若者たちが「お的」と呼ばれる、木組みの紙をはり墨をぬったものを
かついで坂をかけのぼってくるのは一瞬のことでした。
待ちかまえる人々が「お的」にわっと押し寄せ、墨紙を奪いあいます。
人々はこの墨紙で家の戸口に「丸に八の字」を書き、大漁と家内安全を祈願するのだそうです。

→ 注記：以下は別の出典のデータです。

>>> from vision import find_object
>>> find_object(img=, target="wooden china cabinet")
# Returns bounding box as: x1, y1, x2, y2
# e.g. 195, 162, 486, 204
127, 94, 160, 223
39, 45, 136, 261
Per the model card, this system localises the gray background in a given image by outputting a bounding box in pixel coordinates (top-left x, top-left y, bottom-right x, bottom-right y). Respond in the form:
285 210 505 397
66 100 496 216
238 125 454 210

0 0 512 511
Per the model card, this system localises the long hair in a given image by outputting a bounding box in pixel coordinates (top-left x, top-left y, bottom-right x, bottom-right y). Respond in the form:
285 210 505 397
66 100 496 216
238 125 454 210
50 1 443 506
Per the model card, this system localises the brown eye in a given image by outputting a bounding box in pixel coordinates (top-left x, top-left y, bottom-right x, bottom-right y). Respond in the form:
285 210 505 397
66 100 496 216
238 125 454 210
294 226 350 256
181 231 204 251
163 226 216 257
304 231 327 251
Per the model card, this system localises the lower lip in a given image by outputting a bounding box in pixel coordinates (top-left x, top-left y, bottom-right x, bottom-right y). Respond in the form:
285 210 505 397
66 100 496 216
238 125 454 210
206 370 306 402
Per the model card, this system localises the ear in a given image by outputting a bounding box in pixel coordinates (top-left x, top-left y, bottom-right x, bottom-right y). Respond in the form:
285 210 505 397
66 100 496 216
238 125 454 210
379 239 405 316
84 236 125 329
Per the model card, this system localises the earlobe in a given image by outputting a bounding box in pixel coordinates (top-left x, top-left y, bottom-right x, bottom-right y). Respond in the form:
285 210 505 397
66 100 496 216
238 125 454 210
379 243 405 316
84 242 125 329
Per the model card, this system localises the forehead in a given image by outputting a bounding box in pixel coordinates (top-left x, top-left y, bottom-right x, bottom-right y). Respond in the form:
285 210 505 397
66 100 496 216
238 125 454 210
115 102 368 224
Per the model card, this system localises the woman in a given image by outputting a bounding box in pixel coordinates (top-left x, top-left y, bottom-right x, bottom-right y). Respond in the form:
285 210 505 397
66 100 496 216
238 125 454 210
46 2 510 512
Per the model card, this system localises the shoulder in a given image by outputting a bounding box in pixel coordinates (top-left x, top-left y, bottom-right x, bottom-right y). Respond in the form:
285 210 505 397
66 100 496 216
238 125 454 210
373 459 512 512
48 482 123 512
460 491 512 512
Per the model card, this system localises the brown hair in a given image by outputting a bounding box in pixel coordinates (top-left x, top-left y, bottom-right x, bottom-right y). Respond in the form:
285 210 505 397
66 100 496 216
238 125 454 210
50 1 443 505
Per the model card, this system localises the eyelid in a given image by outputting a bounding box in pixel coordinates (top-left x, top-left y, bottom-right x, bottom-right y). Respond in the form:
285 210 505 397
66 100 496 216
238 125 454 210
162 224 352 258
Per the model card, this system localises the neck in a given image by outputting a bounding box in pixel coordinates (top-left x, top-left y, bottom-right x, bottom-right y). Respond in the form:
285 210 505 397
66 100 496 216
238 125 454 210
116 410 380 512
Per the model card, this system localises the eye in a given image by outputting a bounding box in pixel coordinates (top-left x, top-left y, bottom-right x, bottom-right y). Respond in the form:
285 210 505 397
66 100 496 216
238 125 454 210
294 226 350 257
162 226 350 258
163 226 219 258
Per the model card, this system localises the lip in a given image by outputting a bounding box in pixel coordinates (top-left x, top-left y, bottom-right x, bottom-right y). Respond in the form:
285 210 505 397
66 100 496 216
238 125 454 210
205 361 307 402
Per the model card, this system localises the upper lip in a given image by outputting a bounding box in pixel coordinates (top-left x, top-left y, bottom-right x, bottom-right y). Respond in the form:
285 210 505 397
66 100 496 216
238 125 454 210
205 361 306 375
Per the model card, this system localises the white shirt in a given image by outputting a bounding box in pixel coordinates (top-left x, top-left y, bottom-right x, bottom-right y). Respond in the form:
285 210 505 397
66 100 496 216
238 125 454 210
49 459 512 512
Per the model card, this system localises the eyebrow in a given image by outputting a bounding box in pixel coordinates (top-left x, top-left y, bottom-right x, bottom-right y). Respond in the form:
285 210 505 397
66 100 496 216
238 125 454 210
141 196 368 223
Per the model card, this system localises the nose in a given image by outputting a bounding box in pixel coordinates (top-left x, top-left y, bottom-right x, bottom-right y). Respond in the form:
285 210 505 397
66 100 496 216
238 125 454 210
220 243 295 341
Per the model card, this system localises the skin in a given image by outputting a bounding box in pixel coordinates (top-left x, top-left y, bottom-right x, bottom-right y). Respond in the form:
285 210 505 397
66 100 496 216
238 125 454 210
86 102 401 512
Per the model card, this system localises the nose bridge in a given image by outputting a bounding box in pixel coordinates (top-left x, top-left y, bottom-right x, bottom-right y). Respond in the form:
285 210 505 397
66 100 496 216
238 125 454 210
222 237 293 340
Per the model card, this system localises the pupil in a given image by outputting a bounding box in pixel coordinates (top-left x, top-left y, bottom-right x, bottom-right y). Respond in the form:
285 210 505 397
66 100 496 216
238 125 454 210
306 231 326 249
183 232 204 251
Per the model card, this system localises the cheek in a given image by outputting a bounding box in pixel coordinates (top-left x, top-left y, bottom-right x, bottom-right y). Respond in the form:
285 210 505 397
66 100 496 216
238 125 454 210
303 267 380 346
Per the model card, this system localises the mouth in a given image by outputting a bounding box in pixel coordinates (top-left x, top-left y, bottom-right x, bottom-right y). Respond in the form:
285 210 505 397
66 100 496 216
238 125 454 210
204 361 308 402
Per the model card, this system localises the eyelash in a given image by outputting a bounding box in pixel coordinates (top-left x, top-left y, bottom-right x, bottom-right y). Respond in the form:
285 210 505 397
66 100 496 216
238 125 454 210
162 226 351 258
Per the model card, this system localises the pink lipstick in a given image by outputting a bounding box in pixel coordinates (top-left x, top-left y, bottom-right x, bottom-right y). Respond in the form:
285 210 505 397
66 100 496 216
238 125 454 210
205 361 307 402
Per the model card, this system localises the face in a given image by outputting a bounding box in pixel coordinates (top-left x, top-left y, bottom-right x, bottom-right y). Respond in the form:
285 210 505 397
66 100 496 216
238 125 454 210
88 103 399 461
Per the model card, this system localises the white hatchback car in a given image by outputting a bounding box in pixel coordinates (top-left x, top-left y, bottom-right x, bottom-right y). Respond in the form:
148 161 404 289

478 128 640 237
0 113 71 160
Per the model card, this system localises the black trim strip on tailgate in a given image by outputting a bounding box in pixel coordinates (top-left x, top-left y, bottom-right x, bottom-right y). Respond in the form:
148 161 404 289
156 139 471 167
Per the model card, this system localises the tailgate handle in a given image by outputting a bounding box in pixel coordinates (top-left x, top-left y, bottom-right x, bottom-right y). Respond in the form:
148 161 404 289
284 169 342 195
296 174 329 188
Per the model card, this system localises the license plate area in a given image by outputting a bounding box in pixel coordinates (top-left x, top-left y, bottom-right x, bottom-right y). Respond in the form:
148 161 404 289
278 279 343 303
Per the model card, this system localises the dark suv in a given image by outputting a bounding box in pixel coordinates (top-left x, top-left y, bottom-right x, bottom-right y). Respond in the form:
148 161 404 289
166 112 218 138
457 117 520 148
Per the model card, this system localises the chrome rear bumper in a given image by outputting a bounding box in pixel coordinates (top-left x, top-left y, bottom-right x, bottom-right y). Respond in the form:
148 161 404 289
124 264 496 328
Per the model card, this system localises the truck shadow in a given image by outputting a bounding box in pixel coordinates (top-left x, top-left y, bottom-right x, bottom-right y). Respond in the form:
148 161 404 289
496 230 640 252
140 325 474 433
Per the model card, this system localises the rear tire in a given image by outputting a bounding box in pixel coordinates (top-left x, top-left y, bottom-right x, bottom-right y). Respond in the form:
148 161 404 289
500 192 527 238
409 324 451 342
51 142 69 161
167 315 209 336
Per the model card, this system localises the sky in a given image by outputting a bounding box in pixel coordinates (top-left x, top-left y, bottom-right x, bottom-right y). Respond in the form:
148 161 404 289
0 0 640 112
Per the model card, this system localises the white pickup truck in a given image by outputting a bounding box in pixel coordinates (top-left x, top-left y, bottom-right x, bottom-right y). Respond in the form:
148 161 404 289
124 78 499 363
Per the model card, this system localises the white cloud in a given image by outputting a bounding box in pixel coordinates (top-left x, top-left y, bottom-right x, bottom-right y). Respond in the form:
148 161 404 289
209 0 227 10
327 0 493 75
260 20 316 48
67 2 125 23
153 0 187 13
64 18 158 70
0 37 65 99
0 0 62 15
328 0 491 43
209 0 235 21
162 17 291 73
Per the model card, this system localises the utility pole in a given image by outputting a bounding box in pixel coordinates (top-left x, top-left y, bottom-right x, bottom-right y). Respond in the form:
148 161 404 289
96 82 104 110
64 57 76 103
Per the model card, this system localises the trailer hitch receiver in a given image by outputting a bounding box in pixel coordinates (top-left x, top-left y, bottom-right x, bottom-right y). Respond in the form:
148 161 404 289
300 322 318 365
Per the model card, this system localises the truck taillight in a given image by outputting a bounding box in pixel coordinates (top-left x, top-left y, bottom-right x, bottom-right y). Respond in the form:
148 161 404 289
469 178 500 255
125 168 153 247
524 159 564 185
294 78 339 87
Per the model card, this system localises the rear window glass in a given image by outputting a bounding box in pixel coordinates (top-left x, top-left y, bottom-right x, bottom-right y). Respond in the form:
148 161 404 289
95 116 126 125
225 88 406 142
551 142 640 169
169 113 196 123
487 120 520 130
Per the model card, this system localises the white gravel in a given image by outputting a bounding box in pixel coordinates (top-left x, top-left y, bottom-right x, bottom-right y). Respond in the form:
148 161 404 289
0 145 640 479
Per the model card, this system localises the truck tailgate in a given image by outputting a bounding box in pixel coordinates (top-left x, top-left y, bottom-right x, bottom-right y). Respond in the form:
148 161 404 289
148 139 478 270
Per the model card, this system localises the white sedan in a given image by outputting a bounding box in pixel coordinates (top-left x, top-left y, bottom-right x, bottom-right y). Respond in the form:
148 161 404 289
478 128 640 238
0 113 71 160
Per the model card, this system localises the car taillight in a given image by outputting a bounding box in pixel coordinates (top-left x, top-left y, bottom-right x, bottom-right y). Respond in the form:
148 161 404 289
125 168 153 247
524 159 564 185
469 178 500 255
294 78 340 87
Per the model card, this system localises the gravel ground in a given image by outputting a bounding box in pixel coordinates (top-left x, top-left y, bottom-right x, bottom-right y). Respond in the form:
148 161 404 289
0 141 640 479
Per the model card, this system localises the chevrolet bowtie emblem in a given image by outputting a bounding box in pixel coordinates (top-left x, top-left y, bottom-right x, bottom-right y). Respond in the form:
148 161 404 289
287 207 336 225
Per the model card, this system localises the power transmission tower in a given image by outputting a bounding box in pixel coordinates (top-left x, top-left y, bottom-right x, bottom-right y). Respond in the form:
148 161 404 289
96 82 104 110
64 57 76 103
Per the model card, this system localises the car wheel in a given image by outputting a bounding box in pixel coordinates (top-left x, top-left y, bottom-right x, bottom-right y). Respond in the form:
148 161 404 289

島をあるいていると、いたるところでこの「丸に八」を目にします。
群集にもまれるなか、あっという間に終わってしまった弓引神事。
それでもたまたま隣に居合わせた老漁師の方が、祭りのことはもちろん、
昔の漁のことなどをずっと語り聞かせてくれたうえ、
祭りの最中にはよく見える所へ案内もしてくれたので、
その後に舞台で行われた獅子舞もしっかりと目に焼き付けることができました。
新たな出会いにあふれる島めぐり。
今回も自然にうちからこみあげてくる「ありがとう」がたくさんありました。
気がつけば昼食をとるのも忘れて、ひたすら島のなかを歩き見て聞いた一日。
次に訪れるのはいつになるのか。いまからとても楽しみでなりません。
和具の漁港で味わった乾燥メカブのしょっぱさを思い出し、
出会った一人ひとりの笑顔を振り返りながら、夕暮れの答志島を後にしました。
(新美貴資)
2012年2月11日現在の情報になります。